The Mental Model
If you’ve operated Airflow, cron jobs, or Jenkins pipelines, Argo Workflows will feel familiar. Each step in a pipeline is a container. Dependencies between steps form a DAG. Argo schedules, executes, retries, and archives the results.
The key difference: Argo is Kubernetes-native. Each step is a Kubernetes Pod. That means you get all of Kubernetes — resource limits, GPU scheduling, node affinity, service accounts — for free.
A Simple Training Pipeline
apiVersion: argoproj.io/v1alpha1
kind: Workflow
metadata:
name: train-model
spec:
entrypoint: pipeline
templates:
- name: pipeline
dag:
tasks:
- name: preprocess
template: preprocess-data
- name: train
template: train-model
dependencies: [preprocess]
- name: evaluate
template: evaluate-model
dependencies: [train]
- name: register
template: register-model
dependencies: [evaluate]
when: "{{tasks.evaluate.outputs.parameters.accuracy}} > 0.90"

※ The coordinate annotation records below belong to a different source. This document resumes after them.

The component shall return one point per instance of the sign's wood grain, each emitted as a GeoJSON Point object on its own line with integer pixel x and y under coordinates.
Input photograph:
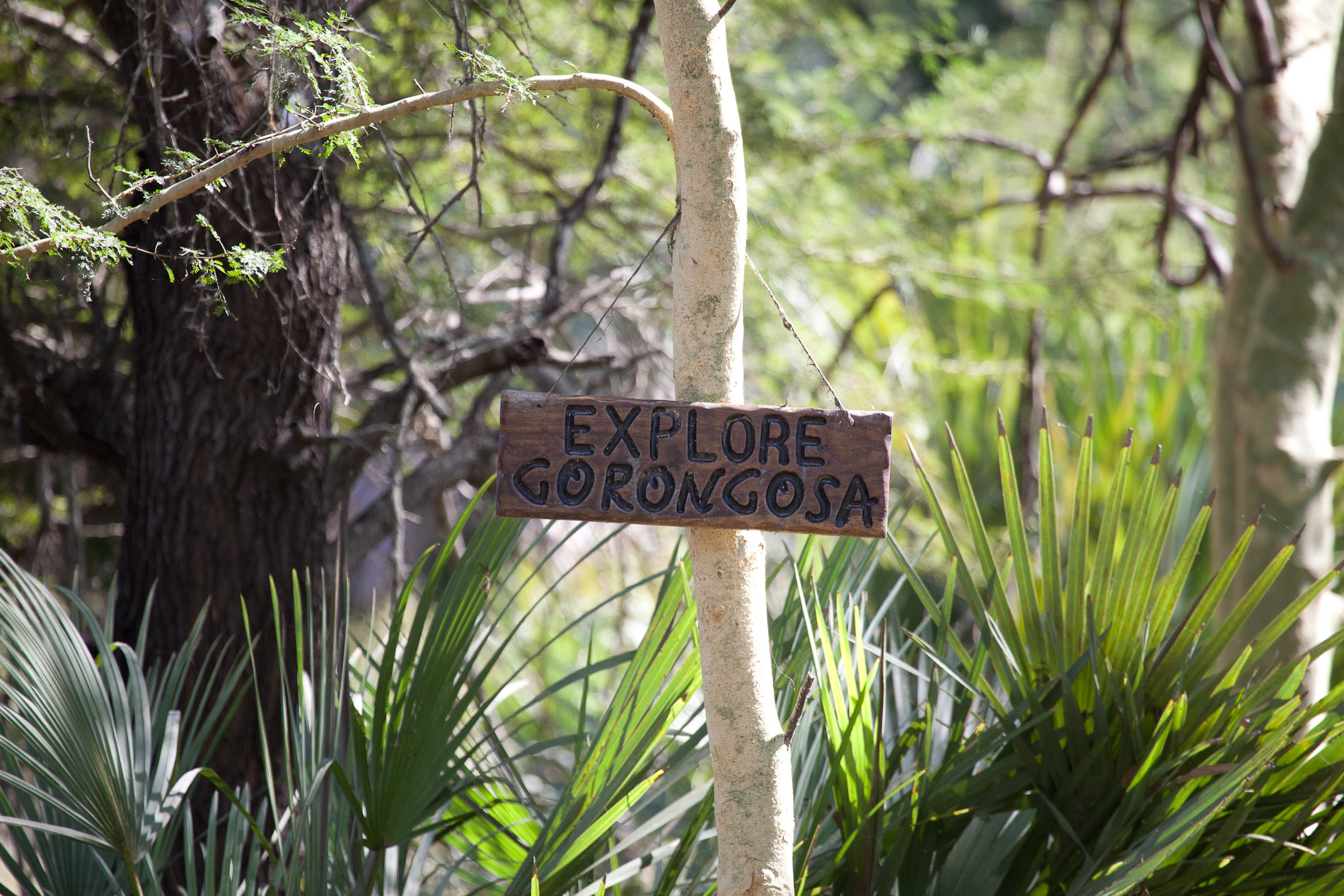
{"type": "Point", "coordinates": [727, 467]}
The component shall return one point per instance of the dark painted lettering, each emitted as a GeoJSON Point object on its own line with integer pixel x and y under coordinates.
{"type": "Point", "coordinates": [618, 477]}
{"type": "Point", "coordinates": [749, 434]}
{"type": "Point", "coordinates": [780, 441]}
{"type": "Point", "coordinates": [666, 488]}
{"type": "Point", "coordinates": [857, 499]}
{"type": "Point", "coordinates": [819, 491]}
{"type": "Point", "coordinates": [788, 484]}
{"type": "Point", "coordinates": [622, 431]}
{"type": "Point", "coordinates": [702, 500]}
{"type": "Point", "coordinates": [803, 442]}
{"type": "Point", "coordinates": [693, 452]}
{"type": "Point", "coordinates": [737, 507]}
{"type": "Point", "coordinates": [543, 489]}
{"type": "Point", "coordinates": [574, 448]}
{"type": "Point", "coordinates": [573, 470]}
{"type": "Point", "coordinates": [656, 433]}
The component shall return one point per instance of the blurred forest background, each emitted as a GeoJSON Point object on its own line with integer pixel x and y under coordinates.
{"type": "Point", "coordinates": [964, 206]}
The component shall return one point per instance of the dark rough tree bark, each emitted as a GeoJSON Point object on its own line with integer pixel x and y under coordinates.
{"type": "Point", "coordinates": [224, 489]}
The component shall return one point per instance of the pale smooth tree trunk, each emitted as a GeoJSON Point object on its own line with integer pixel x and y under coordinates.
{"type": "Point", "coordinates": [1278, 339]}
{"type": "Point", "coordinates": [752, 770]}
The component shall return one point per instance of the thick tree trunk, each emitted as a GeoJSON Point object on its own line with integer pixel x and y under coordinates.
{"type": "Point", "coordinates": [222, 489]}
{"type": "Point", "coordinates": [1278, 337]}
{"type": "Point", "coordinates": [753, 788]}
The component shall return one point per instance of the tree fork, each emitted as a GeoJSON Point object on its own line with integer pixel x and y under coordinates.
{"type": "Point", "coordinates": [752, 770]}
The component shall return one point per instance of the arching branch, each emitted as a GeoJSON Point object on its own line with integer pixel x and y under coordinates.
{"type": "Point", "coordinates": [228, 163]}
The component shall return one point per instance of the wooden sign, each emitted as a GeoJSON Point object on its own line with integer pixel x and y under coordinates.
{"type": "Point", "coordinates": [726, 467]}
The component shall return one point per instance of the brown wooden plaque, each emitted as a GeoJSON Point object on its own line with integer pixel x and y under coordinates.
{"type": "Point", "coordinates": [727, 467]}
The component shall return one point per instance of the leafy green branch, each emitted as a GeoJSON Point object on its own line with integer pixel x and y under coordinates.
{"type": "Point", "coordinates": [25, 245]}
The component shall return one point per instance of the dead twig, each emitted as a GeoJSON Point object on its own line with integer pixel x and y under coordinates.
{"type": "Point", "coordinates": [1227, 76]}
{"type": "Point", "coordinates": [800, 704]}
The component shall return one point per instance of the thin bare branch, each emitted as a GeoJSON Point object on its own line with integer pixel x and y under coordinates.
{"type": "Point", "coordinates": [573, 213]}
{"type": "Point", "coordinates": [1244, 137]}
{"type": "Point", "coordinates": [1082, 191]}
{"type": "Point", "coordinates": [468, 458]}
{"type": "Point", "coordinates": [1041, 158]}
{"type": "Point", "coordinates": [297, 136]}
{"type": "Point", "coordinates": [1050, 187]}
{"type": "Point", "coordinates": [854, 325]}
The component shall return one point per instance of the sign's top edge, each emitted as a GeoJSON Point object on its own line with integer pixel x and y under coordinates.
{"type": "Point", "coordinates": [540, 400]}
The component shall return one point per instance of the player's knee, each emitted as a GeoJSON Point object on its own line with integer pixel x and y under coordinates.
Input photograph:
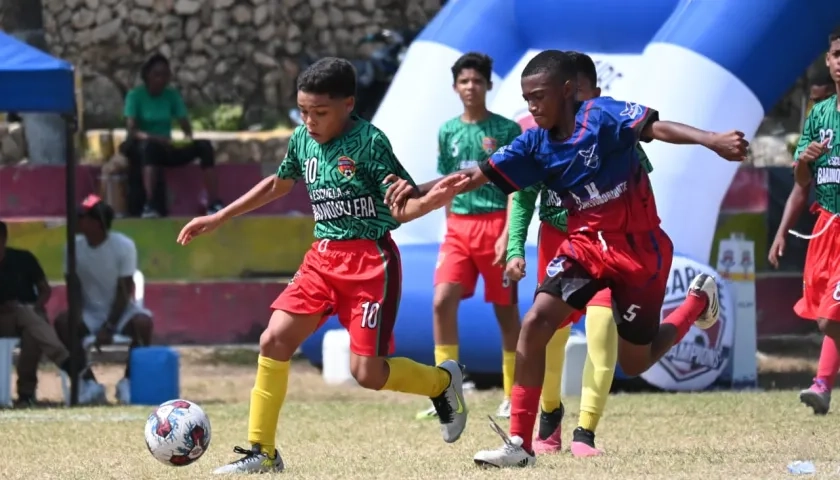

The when condition on the register step is the interesting part — it implements a quality gate. Models that don’t hit the accuracy threshold never get registered, and therefore never get deployed.
Parameterized Workflows
For hyperparameter search, you can combine Argo Workflows with Argo’s withItems to fan out training runs in parallel:
- name: hyperparameter-search
dag:
tasks:
- name: train-{{item.lr}}-{{item.batch}}
template: train-model
arguments:
parameters:
- name: learning-rate
value: "{{item.lr}}"
- name: batch-size
value: "{{item.batch}}"
withItems:
- { lr: "0.001", batch: "32" }
- { lr: "0.001", batch: "64" }
- { lr: "0.0001", batch: "32" }
Comparing to Airflow
Argo Workflows wins on Kubernetes-nativeness: no Python DAG code to maintain, no Airflow scheduler, no separate metadata database. The trade-off is that complex Python-native orchestration logic is less ergonomic — Argo YAML can get verbose for deeply conditional logic.
For an MLOps platform that’s already Kubernetes-first, Argo is the right choice.